Protesting children tell M&S to drop delivery hub plans

High street favourite owns half of Ocado – company embroiled in row over depot by school

Friday, 9th July 2021 — By Helen Chapman

Ocado protest IMG_2902

Children from Yerbury Primary School protest outside M&S headquarters in Paddington

SCHOOLCHILDREN, parents and campaigners are calling on Marks & Spencer to “drop the depot” as the battle to stop a delivery hub opening rumbles on.

Opponents to Ocado’s plans for the Bush Industrial Estate in Tufnell Park had hoped they had seen off the scheme when a High Court ruling last month found that the site did not have a “certificate of lawfulness”.

They had rallied against the proposals due to the close proximity of Yerbury Primary School, which they said would be adversely affected by noise and road pollution.

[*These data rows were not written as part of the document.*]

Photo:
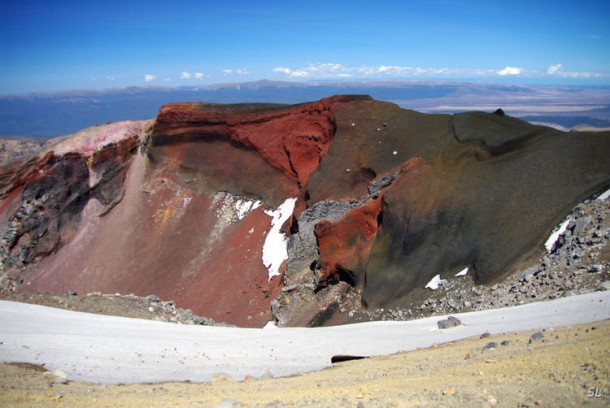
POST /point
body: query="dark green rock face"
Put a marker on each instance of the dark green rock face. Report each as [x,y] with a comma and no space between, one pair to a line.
[486,194]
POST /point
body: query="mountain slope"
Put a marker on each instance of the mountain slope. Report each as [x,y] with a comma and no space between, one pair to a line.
[344,196]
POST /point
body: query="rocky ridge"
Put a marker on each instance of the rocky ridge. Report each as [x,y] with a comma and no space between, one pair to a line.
[384,200]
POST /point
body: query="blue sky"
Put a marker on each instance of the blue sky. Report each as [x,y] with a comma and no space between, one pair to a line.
[61,45]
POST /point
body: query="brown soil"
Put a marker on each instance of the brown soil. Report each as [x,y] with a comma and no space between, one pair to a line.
[568,367]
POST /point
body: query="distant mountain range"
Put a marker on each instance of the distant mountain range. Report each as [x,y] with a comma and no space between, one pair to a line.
[45,115]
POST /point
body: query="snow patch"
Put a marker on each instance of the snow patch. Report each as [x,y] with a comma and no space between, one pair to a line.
[275,250]
[435,283]
[463,272]
[550,243]
[243,207]
[604,196]
[270,325]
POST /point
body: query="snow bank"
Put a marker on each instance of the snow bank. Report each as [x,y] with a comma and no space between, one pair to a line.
[275,250]
[434,283]
[550,243]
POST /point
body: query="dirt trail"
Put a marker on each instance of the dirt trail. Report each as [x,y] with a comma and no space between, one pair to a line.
[567,367]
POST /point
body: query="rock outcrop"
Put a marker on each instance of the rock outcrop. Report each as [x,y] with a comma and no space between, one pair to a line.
[376,199]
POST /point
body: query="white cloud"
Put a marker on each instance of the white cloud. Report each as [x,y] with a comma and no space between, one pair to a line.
[334,70]
[510,71]
[554,69]
[557,70]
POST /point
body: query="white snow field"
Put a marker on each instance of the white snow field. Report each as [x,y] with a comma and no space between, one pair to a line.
[110,350]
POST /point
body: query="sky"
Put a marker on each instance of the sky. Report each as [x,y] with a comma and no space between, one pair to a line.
[63,45]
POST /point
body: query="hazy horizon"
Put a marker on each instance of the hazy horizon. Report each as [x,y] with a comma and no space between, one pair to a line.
[63,45]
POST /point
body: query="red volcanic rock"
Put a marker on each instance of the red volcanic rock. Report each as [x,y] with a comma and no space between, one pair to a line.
[246,148]
[345,245]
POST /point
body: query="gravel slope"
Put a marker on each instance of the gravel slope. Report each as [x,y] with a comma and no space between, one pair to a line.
[111,350]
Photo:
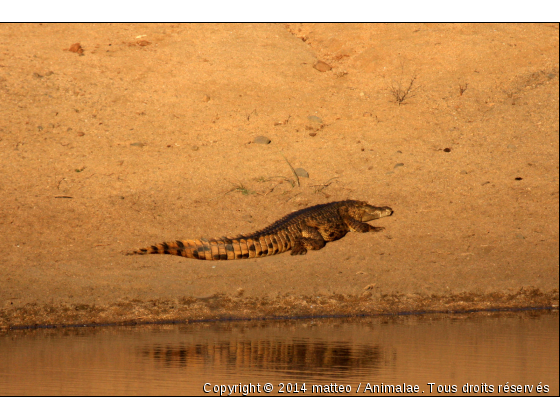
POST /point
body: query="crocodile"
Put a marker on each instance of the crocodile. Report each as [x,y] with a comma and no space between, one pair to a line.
[309,228]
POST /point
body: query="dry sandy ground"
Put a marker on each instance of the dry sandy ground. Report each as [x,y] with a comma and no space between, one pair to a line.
[147,135]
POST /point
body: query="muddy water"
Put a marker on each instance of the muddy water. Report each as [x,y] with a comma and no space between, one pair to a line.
[482,354]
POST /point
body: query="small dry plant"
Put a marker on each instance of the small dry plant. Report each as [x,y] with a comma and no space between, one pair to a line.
[404,88]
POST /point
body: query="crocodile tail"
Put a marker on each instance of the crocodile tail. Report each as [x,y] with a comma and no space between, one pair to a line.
[225,248]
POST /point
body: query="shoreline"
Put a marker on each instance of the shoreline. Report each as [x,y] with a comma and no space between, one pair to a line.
[223,308]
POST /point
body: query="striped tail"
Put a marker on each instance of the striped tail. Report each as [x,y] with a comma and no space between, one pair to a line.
[226,248]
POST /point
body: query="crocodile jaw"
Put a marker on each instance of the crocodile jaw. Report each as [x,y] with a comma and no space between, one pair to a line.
[372,213]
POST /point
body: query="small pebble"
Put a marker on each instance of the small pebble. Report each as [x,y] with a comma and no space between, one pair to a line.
[261,140]
[301,173]
[77,48]
[322,66]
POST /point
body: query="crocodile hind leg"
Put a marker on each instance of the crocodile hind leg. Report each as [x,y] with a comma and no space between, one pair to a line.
[312,239]
[357,226]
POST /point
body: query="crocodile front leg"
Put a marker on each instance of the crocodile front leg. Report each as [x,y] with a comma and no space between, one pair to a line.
[357,226]
[311,239]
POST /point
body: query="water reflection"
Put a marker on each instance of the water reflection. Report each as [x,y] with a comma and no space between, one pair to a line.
[319,357]
[451,351]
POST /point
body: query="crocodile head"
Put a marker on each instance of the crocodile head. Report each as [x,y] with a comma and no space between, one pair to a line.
[367,212]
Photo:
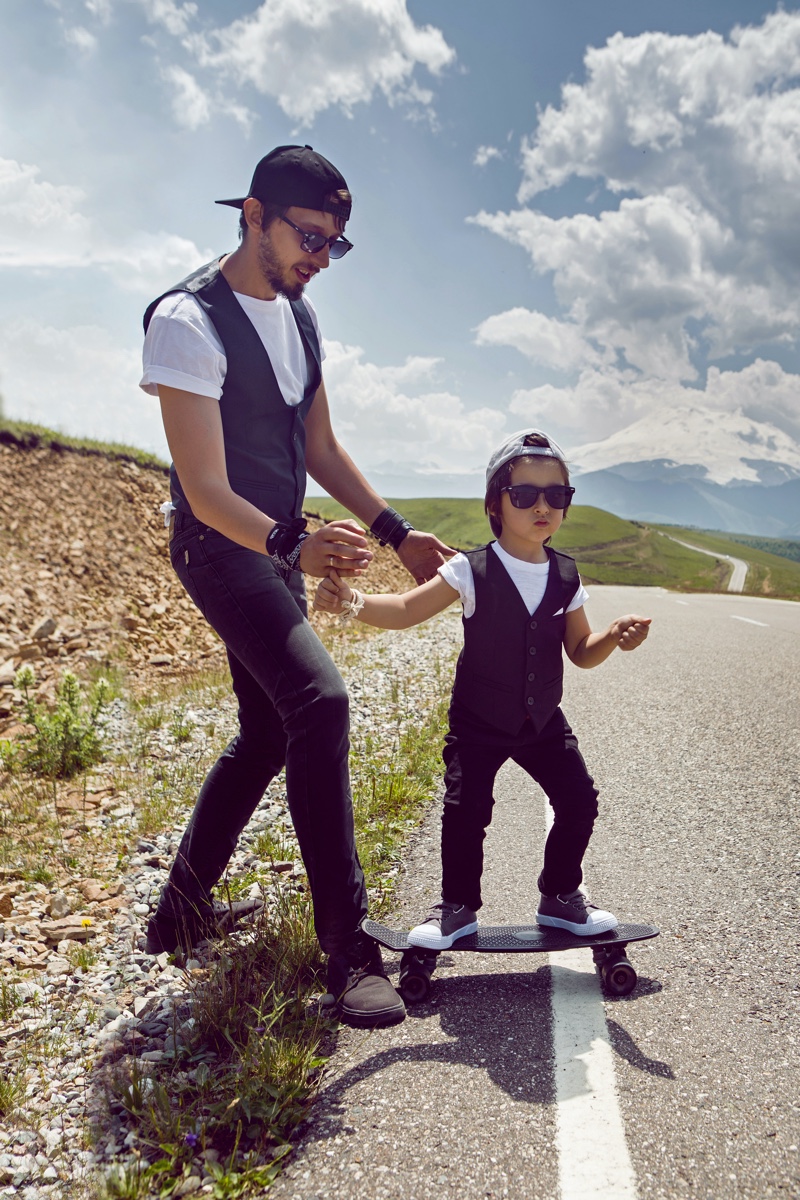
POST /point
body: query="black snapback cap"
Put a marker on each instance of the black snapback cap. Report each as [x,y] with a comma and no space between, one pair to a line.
[296,175]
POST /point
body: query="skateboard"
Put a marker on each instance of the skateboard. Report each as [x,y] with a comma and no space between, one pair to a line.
[417,963]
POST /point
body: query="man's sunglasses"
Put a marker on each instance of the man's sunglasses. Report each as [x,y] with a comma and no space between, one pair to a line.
[312,243]
[524,496]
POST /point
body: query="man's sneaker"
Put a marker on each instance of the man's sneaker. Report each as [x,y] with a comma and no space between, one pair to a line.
[168,931]
[573,912]
[358,989]
[445,923]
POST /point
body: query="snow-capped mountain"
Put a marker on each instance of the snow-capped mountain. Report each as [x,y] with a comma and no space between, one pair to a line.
[725,448]
[696,466]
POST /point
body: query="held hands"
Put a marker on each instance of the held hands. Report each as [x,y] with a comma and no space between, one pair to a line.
[630,631]
[331,593]
[422,553]
[338,546]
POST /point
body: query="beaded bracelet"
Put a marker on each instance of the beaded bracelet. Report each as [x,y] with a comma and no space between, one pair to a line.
[353,606]
[390,528]
[283,544]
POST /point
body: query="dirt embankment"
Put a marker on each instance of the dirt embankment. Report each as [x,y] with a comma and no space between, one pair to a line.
[85,579]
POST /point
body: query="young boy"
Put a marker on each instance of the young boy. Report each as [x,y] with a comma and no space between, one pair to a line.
[522,604]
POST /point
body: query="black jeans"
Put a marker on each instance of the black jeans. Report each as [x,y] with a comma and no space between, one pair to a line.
[473,755]
[293,712]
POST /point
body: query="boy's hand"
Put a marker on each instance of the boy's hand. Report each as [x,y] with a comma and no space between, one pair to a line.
[331,592]
[630,631]
[340,545]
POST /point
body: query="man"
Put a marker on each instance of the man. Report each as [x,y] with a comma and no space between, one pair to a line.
[233,353]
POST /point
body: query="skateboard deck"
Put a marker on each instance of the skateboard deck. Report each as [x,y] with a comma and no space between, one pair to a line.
[417,963]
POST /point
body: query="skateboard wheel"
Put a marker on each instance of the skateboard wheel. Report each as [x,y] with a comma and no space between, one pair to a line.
[619,978]
[415,987]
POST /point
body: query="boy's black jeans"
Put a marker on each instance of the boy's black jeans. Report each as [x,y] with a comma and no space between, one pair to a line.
[293,712]
[474,753]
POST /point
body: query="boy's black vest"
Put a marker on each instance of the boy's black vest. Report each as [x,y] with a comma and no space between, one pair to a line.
[264,437]
[511,666]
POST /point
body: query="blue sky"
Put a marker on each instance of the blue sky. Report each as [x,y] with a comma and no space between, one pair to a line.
[570,215]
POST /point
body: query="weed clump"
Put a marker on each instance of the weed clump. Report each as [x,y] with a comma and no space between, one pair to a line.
[64,741]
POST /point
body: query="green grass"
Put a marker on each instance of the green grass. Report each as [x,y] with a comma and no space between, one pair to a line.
[34,437]
[612,550]
[785,547]
[768,575]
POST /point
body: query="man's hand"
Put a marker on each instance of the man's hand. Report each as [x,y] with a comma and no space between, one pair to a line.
[630,631]
[331,593]
[422,553]
[340,545]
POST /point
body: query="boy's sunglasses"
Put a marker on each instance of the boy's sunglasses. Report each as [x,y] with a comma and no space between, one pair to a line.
[524,496]
[312,243]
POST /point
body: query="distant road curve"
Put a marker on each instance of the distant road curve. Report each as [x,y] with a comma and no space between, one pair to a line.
[737,581]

But the company has now applied for permission to appeal, potentially dragging the whole case back to court. M&S acquired a 50 per cent share in the business last summer and its products are sold on the Ocado website.

Yerbury headteacher Cassie Moss said: “Air pollution has become a safeguarding issue for me as a headteacher.

“A 24/7 delivery depot next to the school is a significant health hazard for the 460 children that attend Yerbury every year, and I have real concerns about the ongoing negative impact on the children’s wellbeing, now and into the future.”

Ocado and its partner Telereal Trillium have been trying to build the depot for two years but have run into opposition from Islington Council which ruled that there is no land use permission for their plans.

Yerbury pupils and campaign group NOcado held up protest placards outside the M&S headquarters in Paddington on Tuesday, saying the company have so far avoided criticism for the plans.

Andrew Grieve, an air pollution scientist at Imperial College London and campaigner, said: “The children and parents of Yerbury won’t be bullied by Ocado Retail Ltd and their lawyers.

“We fought them in the High Court and won and we will fight them in the Court of Appeal or Supreme Court or any other court Ocado try, to protect our school and our community.”

Parent Natasha Cox said: “M&S owns half of Ocado, so they own half the responsibility for their dishonest and bullying behaviour towards a community and its children. By putting profits above harming children, M&S are showing that they are just another greenwashing and misleading company with positive words but no action when it’s needed.”

Yerbury pupil Imogen Heath, aged eight, said: “Why won’t M&S and Ocado leave us alone?

“They say they want to listen to us but they are trying to take us to court again. Dear [Ocado CEO] Mr [Tim] Steiner, your depot shouldn’t be next to our school, and not next to any school. We know what green-washing means.”

And fellow pupil Eve Bolton, also aged eight, said: “M&S, stop this mess. You’ve started building your depot and think that we won’t mind. You’re already polluting the school. All we want is to breathe clean air in a quiet classroom.”

The Tribune this week approached both M&S and Ocado for comment.

An Ocado group spokesperson said: “Our proposals for the Bush Industrial Estate are to build the greenest and quietest grocery facility in the UK with a 100 per cent electric van fleet.

“We remain committed to the Islington community, where we delivered to one in six households in 2020, and will continue to look at how we can deliver an even better service to the borough while also significantly reducing our emissions.”